The batch object passed into the make_features def contains each tokenized sentence (for example, batch.dataset.examples.00.src) and a {LongTensor} called src_map (for example, batch.dataset.examples.00.src_map, not to be confused with {Variable} batch.src-map). {LongTensor} src_map contains a group of numbers, one for each token in the source sentence. However, I cannot tell what these numbers mean. Are these an index of some sort like in the {LongTensor} data described above?

nikhilweee · May 22, 2018, 10:22am

Though I’m not sure, I think this might be of some help?

github.com

OpenNMT/OpenNMT-py/blob/0ecec8b4c16fdec7d8ce2646a0ea47ab6535d308/onmt/io/TextDataset.py#L279


    return num_feats


# Below are helper functions for intra-class use only.
def _dynamic_dict(self, examples_iter):
    for example in examples_iter:
        src = example["src"]
        src_vocab = torchtext.vocab.Vocab(Counter(src),
                                          specials=[UNK_WORD, PAD_WORD])
        self.src_vocabs.append(src_vocab)
        # Mapping source tokens to indices in the dynamic dict.
        src_map = torch.LongTensor([src_vocab.stoi[w] for w in src])
        example["src_map"] = src_map


        if "tgt" in example:
            tgt = example["tgt"]
            mask = torch.LongTensor(
                [0] + [src_vocab.stoi[w] for w in tgt] + [0])
            example["alignment"] = mask
        yield example

Here src_map is just the source sentence as a list of indexes.

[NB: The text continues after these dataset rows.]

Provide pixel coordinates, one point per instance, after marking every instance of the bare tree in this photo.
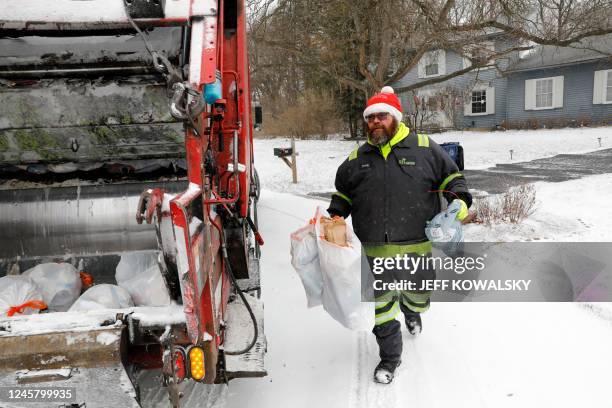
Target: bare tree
(363, 45)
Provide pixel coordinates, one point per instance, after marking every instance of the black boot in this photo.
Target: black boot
(385, 371)
(413, 320)
(389, 339)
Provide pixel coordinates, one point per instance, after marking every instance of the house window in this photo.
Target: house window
(544, 89)
(479, 101)
(432, 64)
(431, 68)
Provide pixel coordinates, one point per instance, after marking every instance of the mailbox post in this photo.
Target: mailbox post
(284, 153)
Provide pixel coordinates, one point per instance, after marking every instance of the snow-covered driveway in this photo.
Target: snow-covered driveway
(469, 354)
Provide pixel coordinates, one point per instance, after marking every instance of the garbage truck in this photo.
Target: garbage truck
(126, 127)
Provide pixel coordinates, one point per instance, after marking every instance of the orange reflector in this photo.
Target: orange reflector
(196, 363)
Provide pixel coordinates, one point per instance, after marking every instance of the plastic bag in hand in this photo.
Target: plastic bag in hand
(341, 271)
(445, 230)
(305, 261)
(60, 284)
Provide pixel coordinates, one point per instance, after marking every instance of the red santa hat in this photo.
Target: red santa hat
(385, 101)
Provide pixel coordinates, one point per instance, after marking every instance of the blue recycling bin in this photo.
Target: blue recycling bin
(455, 151)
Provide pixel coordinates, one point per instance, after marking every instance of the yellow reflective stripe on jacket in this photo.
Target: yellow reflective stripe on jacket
(423, 140)
(449, 179)
(463, 211)
(380, 318)
(401, 134)
(391, 250)
(343, 196)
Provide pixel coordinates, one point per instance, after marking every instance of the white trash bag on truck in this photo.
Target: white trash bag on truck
(341, 271)
(19, 295)
(139, 274)
(60, 284)
(103, 296)
(305, 261)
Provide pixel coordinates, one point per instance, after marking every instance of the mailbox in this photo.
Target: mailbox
(283, 151)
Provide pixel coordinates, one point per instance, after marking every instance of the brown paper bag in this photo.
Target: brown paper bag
(334, 230)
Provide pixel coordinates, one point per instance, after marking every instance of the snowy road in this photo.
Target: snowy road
(469, 354)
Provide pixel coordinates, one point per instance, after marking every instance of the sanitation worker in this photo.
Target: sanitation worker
(390, 187)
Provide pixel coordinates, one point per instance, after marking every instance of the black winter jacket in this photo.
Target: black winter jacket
(391, 199)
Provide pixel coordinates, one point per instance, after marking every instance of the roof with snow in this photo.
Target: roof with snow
(548, 56)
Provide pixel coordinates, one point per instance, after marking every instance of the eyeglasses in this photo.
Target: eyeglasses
(380, 116)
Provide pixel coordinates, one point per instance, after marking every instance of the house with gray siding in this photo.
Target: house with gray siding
(555, 87)
(546, 87)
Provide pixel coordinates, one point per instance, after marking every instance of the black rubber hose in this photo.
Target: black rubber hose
(241, 294)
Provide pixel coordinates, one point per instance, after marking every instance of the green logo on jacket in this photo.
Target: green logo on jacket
(404, 162)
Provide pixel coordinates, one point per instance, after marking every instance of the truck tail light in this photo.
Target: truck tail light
(196, 363)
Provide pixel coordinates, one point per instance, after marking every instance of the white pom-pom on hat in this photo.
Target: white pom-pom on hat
(385, 101)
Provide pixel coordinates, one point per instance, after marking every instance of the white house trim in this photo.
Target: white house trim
(557, 93)
(490, 101)
(600, 86)
(427, 58)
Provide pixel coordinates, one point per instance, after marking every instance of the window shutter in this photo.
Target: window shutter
(490, 101)
(558, 92)
(599, 85)
(421, 67)
(441, 62)
(529, 94)
(467, 106)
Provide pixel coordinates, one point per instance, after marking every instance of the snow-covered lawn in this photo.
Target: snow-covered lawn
(570, 211)
(318, 159)
(522, 355)
(493, 355)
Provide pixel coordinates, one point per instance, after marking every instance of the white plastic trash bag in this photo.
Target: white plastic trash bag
(139, 274)
(305, 261)
(60, 284)
(445, 231)
(103, 296)
(17, 293)
(341, 272)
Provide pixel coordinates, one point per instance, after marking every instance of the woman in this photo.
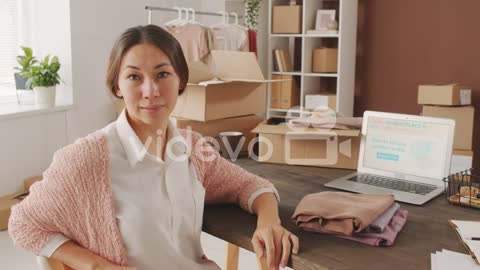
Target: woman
(132, 194)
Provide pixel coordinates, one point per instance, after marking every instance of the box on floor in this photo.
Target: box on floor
(231, 85)
(448, 95)
(464, 118)
(287, 19)
(212, 128)
(285, 93)
(308, 146)
(461, 160)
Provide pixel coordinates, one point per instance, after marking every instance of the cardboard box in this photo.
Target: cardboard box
(308, 146)
(461, 160)
(6, 204)
(449, 95)
(463, 116)
(284, 93)
(27, 183)
(321, 100)
(231, 85)
(325, 60)
(244, 124)
(287, 20)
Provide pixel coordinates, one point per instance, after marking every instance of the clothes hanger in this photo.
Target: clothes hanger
(224, 22)
(192, 20)
(174, 22)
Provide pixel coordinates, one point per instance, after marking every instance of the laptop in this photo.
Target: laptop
(404, 155)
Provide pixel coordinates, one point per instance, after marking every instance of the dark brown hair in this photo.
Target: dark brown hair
(150, 34)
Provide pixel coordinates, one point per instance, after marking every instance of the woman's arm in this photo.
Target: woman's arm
(270, 236)
(80, 258)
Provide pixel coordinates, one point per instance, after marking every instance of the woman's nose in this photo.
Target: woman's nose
(150, 89)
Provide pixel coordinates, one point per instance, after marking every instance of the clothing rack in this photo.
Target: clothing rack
(152, 8)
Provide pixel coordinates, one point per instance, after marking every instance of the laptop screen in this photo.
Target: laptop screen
(406, 147)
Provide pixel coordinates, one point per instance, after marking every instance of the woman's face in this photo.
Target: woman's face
(148, 84)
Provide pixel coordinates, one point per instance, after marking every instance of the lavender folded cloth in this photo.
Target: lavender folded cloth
(382, 221)
(387, 237)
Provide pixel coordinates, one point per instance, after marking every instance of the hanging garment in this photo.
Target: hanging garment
(231, 37)
(193, 38)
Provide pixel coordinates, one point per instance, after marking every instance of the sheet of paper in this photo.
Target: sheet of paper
(447, 260)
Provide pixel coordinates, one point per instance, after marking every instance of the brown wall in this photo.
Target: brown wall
(404, 43)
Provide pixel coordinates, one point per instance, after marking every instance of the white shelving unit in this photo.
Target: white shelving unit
(343, 82)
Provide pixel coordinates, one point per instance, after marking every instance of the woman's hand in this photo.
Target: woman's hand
(116, 267)
(270, 238)
(276, 242)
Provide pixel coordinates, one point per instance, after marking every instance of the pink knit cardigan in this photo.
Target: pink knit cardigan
(75, 196)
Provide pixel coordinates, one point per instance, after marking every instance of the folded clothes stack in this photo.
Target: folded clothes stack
(372, 219)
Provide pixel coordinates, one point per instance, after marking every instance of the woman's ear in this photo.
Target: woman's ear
(118, 93)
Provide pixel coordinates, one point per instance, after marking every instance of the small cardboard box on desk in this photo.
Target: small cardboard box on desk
(308, 146)
(213, 128)
(231, 85)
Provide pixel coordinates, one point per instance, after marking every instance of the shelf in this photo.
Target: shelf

Scuba · May 22, 2018, 4:19pm

Thank you very much, Nikhil! This was very helpful. You said, “Here src_map is just the source sentence as a list of indexes.” I can see that you’re right by looking at the _dynamic_dict def. The line that you highlighted shows that src_map is created by pulling the index from src_vocab.stoi for each word token (w) in src.

So another question: what is src_vocab.stoi and what is the logic to the ordering of the source tokens in it (indexes to all of the tokens are contained in it but they are not in the original order as in the source sentence)? And what does “stoi” mean? Is it an acronym?

nikhilweee · May 23, 2018, 2:26pm

Yes, they are in random order. As far as I can understand, stoi is basically s to i. source to indexes (hopefully). You also have the inverse, src_vocab.itos - indexes to source tokens (maybe?).

UPDATE 1: stoi is string to index and itos is index to string

github.com

pytorch/text/blob/405a87282fb5363cf8171531843f86e007cb3173/torchtext/vocab.py#L29-L29


itos: A list of token strings indexed by their numerical identifiers.

UPDATE 2: They are not in random order. They are first sorted by their frequency and then alphabetically. I have no idea if there is a specific reason behind this.

github.com

pytorch/text/blob/405a87282fb5363cf8171531843f86e007cb3173/torchtext/vocab.py#L65-L72


# sort by frequency, then alphabetically
words_and_frequencies = sorted(counter.items(), key=lambda tup: tup[0])
words_and_frequencies.sort(key=lambda tup: tup[1], reverse=True)


for word, freq in words_and_frequencies:
    if freq < min_freq or len(self.itos) == max_size:
        break
    self.itos.append(word)

Scuba · May 23, 2018, 3:59pm

Ah, the naming makes sense. Thanks for that explanation, Nikhil. Is there a reason the indexes in stoi are in random order? Why not just keep them in sentence order? Is the randomness important, perhaps somewhere else in the code? Does it aid the attention mechanism or something like that?

nikhilweee · May 25, 2018, 5:27am

I’ve updated my comment above. Hope that helps.

emartinezVic · May 25, 2018, 7:48am

The order of the words in the dictionaries is not important for the encoder-decoder since you “only” use these dictionaries to convert from idexes to strings and viceversa when creating the system input data and when building the output translation.
In particular, the word indexes are used to get the word embeddings by the embeddings layers in both source and target sides.
The attention module, if I am not mistaken, works regarding to the positions of the words in the source sentence and not taking into account the particular word indexes.

Scuba · May 25, 2018, 9:53pm

Even better! Thanks, Nikhil.

Scuba · May 25, 2018, 9:53pm

Good information, as always. Thanks, Eva!